Sampling
Reapproximation von Dichten
Approximate original continuous density with discrete Dirac Mixture
$$ f(\underline{x})=\sum_{i=1}^{L} w_{i} \cdot \delta\left(\underline{x}-\underline{\hat{x}}_{i}\right) $$- Weights $w_{i}>0, \displaystyle \sum_{i=1}^{L} w_{i}=1$
- $\underline{x}_i$: locations / samples
In univariate case (1D), compare cumulative distribution functions (CDFs) $\tilde{F}(x), F(x)$ using Cramér–von Mises distance:
$$ D(\underline{\hat{x}})=\int_{\mathbb{R}}(\tilde{F}(x)-F\left(x, \underline{\hat{x}})\right)^{2} \mathrm{~d} x $$$F(x, \underline{\hat{x}})$ : Dirac mixture cumulative distribution
$$ F(x, \underline{\hat{x}})=\sum_{i=1}^{L} w_{i} \mathrm{H}\left(x-\hat{x}_{i}\right) \text { with } \mathrm{H}(x)=\int_{-\infty}^{x} \delta(t) \mathrm{d} t= \begin{cases}0 & x<0 \\ \frac{1}{2} & x=0 \\ 1 & x>0\end{cases} $$with the Dirac position
$$ \underline{\hat{x}}=\left[\hat{x}_{1}, \hat{x}_{2}, \ldots, \hat{x}_{L}\right]^{\top} $$We minimize the Cramér–von Mises distance $D(\underline{\hat{x}})$ with Newton’s method.
Generalization of concept of CDF
Localized Cumulative Distribution (LCD)
$$ F(\underline{m}, b)=\int_{\mathbb{R}^{N}} f(\underline{x}) K(\underline{x}-\underline{m}, b) \mathrm{d} \underline{x} $$$K(\cdot, \cdot)$: Kernel
$$ K(\underline{x}-\underline{m}, b)=\prod_{k=1}^{N} \exp \left(-\frac{1}{2} \frac{\left(x_{k}-m_{k}\right)^{2}}{b^{2}}\right) $$$\underline{m}$: Kernel location
$\underline{b}$: Kernel width
Properties of LCD:
- Symmetric
- Unique
- Multivariate
Generalized Cramér–von Mises Distance (GCvD)

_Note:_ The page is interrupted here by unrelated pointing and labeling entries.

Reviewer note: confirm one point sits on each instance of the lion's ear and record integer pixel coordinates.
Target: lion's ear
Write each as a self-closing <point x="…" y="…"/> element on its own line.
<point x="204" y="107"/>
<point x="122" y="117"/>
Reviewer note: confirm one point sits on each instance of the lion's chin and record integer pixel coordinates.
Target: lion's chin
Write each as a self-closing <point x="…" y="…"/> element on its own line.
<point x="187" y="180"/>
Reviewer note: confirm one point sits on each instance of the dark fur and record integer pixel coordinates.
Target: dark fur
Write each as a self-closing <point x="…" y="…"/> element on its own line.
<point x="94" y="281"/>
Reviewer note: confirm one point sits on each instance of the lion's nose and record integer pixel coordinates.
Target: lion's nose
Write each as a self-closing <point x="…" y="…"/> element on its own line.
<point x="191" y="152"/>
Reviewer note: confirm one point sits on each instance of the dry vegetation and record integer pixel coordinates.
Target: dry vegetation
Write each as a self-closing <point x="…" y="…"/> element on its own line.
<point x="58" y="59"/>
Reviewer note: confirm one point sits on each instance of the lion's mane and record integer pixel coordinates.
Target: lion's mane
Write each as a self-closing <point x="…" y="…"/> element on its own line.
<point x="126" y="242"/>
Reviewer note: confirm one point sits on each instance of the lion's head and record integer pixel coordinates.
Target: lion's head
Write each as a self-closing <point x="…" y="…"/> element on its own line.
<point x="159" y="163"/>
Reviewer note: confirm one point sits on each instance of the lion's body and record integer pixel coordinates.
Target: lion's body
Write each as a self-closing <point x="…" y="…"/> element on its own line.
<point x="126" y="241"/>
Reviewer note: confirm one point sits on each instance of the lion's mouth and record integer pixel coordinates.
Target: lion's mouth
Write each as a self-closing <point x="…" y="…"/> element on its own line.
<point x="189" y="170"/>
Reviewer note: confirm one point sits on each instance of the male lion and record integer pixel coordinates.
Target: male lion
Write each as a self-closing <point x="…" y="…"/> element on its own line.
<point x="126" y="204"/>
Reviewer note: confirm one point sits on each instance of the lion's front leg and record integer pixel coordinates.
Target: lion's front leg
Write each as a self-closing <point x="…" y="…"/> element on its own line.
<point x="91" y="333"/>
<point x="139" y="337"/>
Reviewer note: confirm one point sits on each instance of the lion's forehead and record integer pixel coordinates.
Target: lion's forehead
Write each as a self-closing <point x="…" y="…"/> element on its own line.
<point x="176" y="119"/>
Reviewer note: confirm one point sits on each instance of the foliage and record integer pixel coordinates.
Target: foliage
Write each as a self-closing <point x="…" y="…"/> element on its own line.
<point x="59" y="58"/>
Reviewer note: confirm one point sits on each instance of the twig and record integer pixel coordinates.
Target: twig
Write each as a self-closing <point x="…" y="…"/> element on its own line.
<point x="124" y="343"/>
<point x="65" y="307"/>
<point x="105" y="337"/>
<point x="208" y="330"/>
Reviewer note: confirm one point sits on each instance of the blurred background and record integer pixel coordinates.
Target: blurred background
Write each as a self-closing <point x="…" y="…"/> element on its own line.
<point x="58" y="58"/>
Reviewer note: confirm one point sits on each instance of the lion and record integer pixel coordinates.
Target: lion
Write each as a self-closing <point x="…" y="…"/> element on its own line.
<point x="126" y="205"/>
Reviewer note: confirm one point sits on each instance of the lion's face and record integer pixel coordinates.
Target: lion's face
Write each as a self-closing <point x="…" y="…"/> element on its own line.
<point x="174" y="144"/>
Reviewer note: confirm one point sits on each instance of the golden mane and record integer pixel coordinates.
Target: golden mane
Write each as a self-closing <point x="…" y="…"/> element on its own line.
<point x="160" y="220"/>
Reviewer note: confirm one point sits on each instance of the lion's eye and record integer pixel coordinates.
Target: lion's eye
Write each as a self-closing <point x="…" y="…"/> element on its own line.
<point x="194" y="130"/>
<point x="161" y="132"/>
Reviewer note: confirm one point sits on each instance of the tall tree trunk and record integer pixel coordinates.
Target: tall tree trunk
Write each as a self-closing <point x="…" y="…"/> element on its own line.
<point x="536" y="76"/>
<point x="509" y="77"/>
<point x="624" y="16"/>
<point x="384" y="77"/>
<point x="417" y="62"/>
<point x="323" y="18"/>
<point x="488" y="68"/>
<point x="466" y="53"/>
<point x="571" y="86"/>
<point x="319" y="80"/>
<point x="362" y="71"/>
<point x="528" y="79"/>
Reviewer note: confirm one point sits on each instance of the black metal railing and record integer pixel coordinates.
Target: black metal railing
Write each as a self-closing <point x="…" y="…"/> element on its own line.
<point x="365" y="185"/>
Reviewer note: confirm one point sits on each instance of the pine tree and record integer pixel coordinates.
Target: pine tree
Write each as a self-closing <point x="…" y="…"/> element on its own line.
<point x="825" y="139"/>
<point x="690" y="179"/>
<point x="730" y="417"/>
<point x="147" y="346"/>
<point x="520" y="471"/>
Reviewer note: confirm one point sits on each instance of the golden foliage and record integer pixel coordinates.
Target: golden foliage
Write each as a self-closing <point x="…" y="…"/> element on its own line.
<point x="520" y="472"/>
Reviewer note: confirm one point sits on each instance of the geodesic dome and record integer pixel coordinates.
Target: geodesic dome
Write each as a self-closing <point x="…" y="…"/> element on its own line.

$$ D=\int_{\mathbb{R}_{+}} w(b) \int_{\mathbb{R}^{N}}(\tilde{F}(\underline{m}, b)-F(\underline{m}, b))^{2} \mathrm{~d} \underline{m} \mathrm{~d} b $$- $\tilde{F}(\underline{m}, b)$: LCD of continuous density
- $F(\underline{m}, b)$: LCD of Dirac mixture
Minimization of GCvD: Quasi-Newton method (L-BFGS)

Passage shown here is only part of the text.